IL EST DES NUITS PLUS INVENTIVES QUE D’AUTRES Allez savoir pourquoi C’est comme des voix intérieures qui prennent l’accent de tel ou tel comédien (cette nuit celle de Roger Blin qui dialogue avec Delphine Seyrig, la comédienne) Il est des nuits où mon encre à micro-pigments résistant à l’eau court la page dorée avec le stylo pointe fine qui a la qualité de l’archive, C’est comme une fugue radiophonique enregistrée le 5 mai 1966 et diffusée trois jours après Tu seras seul au monde avec ta voix Il n’y aura au monde d’autre voix que la tienne * C’est comme la voix que je lançais au printemps 1978 du haut du théâtre d’Épidaure La voix qui descendait vers toi mon amoureuse qui me faisait de grands gestes au centre de la scène Toi dont le cœur n’est plus que cendres et qui aurait tant aimé partager le secret de cette nuit trop inventive * Voix de Delphine Seyrig jouant Ada dans Cendres de Samuel Beckett

PREMIÈRE PROSE DE NUIT SUR UNE CARTE DORÉE

écrit tel quel sur une carte dorée 10,5×21 cm 30/01/2023

JE BOIS LA NUIT Je me réveille Je bois l’encre sur cette carte dorée J’entends les cris d’une dramatique radiophonique les bruitages qui accompagnaient la gloire de mon père que j’écoutais religieusement après souper dans la cuisine avec mes parents Je bois la voix de Jean Tardieu qui entouré de poètes et comédiens  créa le club d’essai le 24 mars 1946, pile poil un an après ma naissance J’entends et je récite à nouveau dans ses sept dimensions La môme Néant (« voix de marionnette, voix de fausset, aiguë, nasillarde, cassante, caquetante, édentée ») Je bois rebois deux gouttes d’eau quand bien même tant que vyvrai j’aurai toujours soif d’un peu de nuit de radio et de l’inflexion des voix chères qui se sont tues

TROIS FRAGMENTS À PART MOI

662 L’AVENIR DE LA POÉSIE Si j’ai confiance en l’avenir de la poésie (alors que son présent est absent de tout bouquet médiatique), c’est parce qu’il est des émotions, je le sais, que seul un poème peut offrir par ses moyens spécifiques.

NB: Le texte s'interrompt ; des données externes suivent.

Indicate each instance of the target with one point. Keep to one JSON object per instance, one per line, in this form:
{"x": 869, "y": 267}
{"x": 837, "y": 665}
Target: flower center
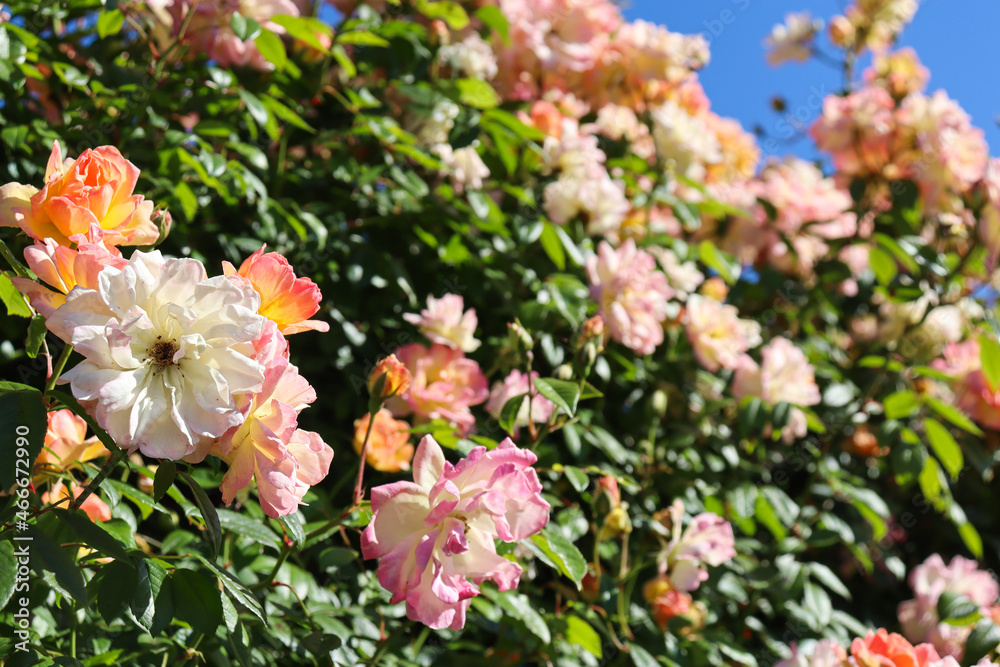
{"x": 161, "y": 353}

663 LA PAGE D’APRÈS Tu n’y penses pas C’est celle-ci l’unique qu’il s’agit de tracer Arracher son chiendent ou ensemencer Guetter le gibier l’oreille aux aguets Et la main qui improvise au risque de la rater La cible de cette page qui –vaille que vaille – cicatrice ou matrice, est terminée.

664 JE ME SOUVIENS de ce prof de philo, dont j’ai oublié le nom à jamais, qui, dans l’amphi de la fac des Lettres, rue Albert Lautman à Toulouse, mimait en les disant les dialogues socratiques, particulièrement celui du sophiste Calliclès, avec la jouissance d’une parole issue des risibles amours de l’ironie.